By Irene Monroe
Queer Civil War buffs have been arguing for some time that the deafening silence around LGBTQ Confederate and Union soldiers indicates proof of their very presence.
During the commemoration of the 150th anniversary of the start of the American Civil War, I went combing through Civil War annals for our queer brethren – and I found them! When shots were fired from Fort Sumter, a fortification near Charleston, S.C., signaling the war’s beginning, its gay Confederate and Union soldiers didn’t have to worry about the modern infamous DADT policy, which blatantly discriminated against gay, lesbian and bisexual servicemembers.
Those soldiers did not have to bear their souls to disprove that military readiness is a heterosexual calling, nor did they have to prove that their patriotism to the cause was diminished because of their sexual orientation.
Some queer Civil War buffs would argue that none were dishonorably discharged – although, there is record of three pairs of Navy sailors court-martialed for “improper and indecent intercourse with each other.” And “unit cohesion,” the big battleground issue during the fight to repeal DADT which posited that the “homosexual gaze” would be the root cause for disruption (which was totally debunked by a 2002 study), was not an issue.
Before DADT, our LGBTQ servicemembers were discharged under “honorable conditions” called “Fraudulent Enlistment.” More than 13,500 military personnel were discharged under DADT, particularly black lesbians, who were discharged at three times the rate at which they serve.
But the question, some would argue, of who were LGBTQ service members and who weren’t in the American Civil War is a disingenuous query since the words “homosexual” and “heterosexual” weren’t part of the American lexicon until thirty years after the war ended.
However, many would also argue that not having a word like “homosexual” back in the day of the Civil War to depict same-sex attraction among soldiers does not negate our use of it to describe them in this present day.
And in combing through Civil War battle records of Confederate and Union soldiers, I find, they were not only slaughtering one another – many were also loving one another.
Learning about same-sex love among soldiers wasn’t Thomas P. Lowry’s focus when he sat out to pen The Story the Soldiers Wouldn’t Tell: Sex in the Civil War, the first scholarly study of the sex lives of soldiers in the Civil War.
This physician and medical historian reminds me of Alfred Kinsey in his research on human sexuality.
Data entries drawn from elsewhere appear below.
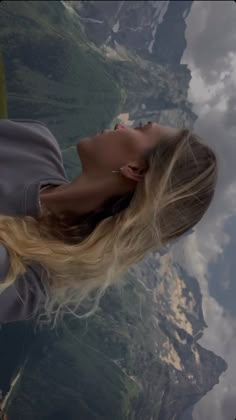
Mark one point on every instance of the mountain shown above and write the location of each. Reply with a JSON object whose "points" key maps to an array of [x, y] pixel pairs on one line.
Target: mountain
{"points": [[138, 357], [140, 37]]}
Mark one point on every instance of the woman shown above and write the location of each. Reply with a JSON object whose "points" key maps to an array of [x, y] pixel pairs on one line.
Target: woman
{"points": [[60, 241]]}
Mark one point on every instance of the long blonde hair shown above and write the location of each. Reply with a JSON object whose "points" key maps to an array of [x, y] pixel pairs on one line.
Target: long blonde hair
{"points": [[83, 256]]}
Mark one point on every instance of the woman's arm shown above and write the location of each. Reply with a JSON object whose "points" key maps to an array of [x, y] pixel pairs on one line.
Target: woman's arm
{"points": [[21, 300]]}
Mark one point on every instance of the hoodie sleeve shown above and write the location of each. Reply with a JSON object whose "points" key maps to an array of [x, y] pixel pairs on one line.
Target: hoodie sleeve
{"points": [[21, 300]]}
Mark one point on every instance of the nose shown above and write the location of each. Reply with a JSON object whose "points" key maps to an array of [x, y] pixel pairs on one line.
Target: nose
{"points": [[119, 126]]}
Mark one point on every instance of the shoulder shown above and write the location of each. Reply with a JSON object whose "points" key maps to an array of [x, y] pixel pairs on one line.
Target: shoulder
{"points": [[4, 262]]}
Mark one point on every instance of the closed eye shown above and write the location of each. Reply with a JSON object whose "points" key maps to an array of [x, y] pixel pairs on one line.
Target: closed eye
{"points": [[141, 126]]}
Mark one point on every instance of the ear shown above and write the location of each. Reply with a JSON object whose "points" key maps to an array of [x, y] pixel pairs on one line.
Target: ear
{"points": [[134, 171]]}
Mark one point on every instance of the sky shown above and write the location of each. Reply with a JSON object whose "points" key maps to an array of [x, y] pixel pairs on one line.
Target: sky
{"points": [[211, 57]]}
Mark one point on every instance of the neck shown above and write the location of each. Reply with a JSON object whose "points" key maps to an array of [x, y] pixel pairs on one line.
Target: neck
{"points": [[83, 194]]}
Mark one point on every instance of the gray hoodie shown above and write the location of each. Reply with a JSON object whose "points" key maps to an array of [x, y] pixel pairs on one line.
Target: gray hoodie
{"points": [[30, 157]]}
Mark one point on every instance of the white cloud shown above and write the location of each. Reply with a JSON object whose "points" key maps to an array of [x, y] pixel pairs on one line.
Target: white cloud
{"points": [[211, 57]]}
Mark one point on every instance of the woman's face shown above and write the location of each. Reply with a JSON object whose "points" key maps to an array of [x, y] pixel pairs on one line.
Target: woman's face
{"points": [[113, 149]]}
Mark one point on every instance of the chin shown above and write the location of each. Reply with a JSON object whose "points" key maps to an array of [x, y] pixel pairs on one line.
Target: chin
{"points": [[83, 144]]}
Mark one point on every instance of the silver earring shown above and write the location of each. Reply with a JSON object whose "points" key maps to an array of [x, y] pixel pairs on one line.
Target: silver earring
{"points": [[115, 172]]}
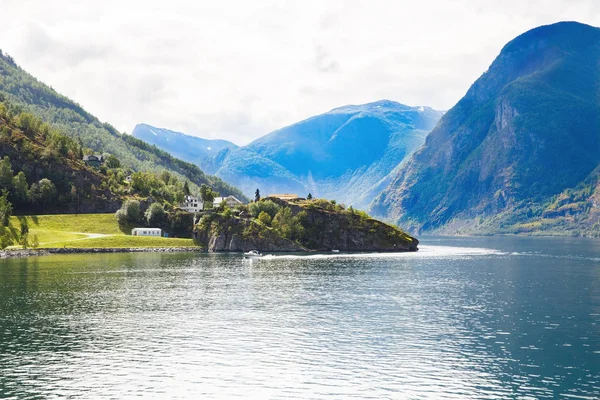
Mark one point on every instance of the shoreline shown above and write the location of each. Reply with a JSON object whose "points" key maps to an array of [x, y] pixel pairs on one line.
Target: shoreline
{"points": [[5, 254], [22, 253]]}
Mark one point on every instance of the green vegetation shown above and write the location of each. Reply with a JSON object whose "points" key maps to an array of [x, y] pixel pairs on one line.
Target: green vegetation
{"points": [[123, 241], [82, 231], [80, 130], [316, 224], [518, 153], [84, 223]]}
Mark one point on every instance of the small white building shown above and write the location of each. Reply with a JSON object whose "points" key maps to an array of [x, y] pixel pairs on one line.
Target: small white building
{"points": [[285, 196], [231, 201], [146, 232], [192, 204]]}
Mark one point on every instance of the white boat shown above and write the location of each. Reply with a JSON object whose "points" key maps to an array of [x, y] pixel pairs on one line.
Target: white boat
{"points": [[252, 254]]}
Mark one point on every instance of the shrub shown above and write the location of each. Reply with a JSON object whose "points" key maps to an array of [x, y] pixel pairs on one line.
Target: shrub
{"points": [[128, 213], [155, 214], [264, 218], [267, 206]]}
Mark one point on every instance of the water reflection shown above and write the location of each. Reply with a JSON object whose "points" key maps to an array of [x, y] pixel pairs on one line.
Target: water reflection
{"points": [[484, 318]]}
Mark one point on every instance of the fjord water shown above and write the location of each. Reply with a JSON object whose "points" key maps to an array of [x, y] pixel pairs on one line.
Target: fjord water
{"points": [[462, 318]]}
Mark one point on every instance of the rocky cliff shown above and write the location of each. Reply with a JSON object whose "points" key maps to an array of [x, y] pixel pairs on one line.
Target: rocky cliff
{"points": [[524, 138], [298, 227]]}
Using archival documents such as court-martial and medical records, newspaper articles, pornographic books and cards, and letters and diaries of the soldiers, Lowry’s focus was to address the problem of prostitution – straight and gay – and why both the Union and Confederate Armies had to work to stop sexually transmitted infections from crippling their soldiers, because STIs were costing more in soldier’s health and lives than action on the battlefield.
Chapter 11 of Lowry’s book opens the closet door on gender-bending and same-sex trysts. And Lowry reveals that during the Civil War conventional gender roles and sexual behavior could not be strictly tethered to a heterosexual paradigm. With men outnumbering women, especially at social events like balls, drummer boys – children as young as nine and ten-years-old, dressed in drag. And in some occasions, the intimacy between soldiers and drummer boys reached beyond just a public waltz.
For example, Lowry references a ball put on by a Massachusetts regiment stationed in Virginia in 1864 about young drummer boys dressed as women. One man wrote to his wife: “Some of the real women went, but the boy-girls were so much better looking that they left. …We had some little Drummer Boys dressed up and I’ll bet you could not tell them from girls if you did not know them. …Some of [the Drummer Boys] looked good enough to lay with and I guess some of them did get laid with. …I know I slept with mine.”
History proves that LGBTQ servicemembers have been proudly and openly putting our lives on the line for their countries since antiquity.
The Greeks favored gay and bisexual young men in their military. Since gay and bisexual men were considered a family unit, the Greeks knew that paired male lovers assigned to the same battalions were a military asset. They would fight courageously, side by side, and would die heroically together in battle. Alexander the Great, who was king of Macedonia and noted as one of the greatest military conquerors, was known to be bisexual. When his lover Hephaestion died in battle, Alexander the Great not only mourned openly for his lover, but he staged an extravagant funeral, which took six months to prepare.
Lowry wasn’t the first to write about Confederate and Union soldiers in the Civil War, but he was the first to recognize an LGBT presence in it.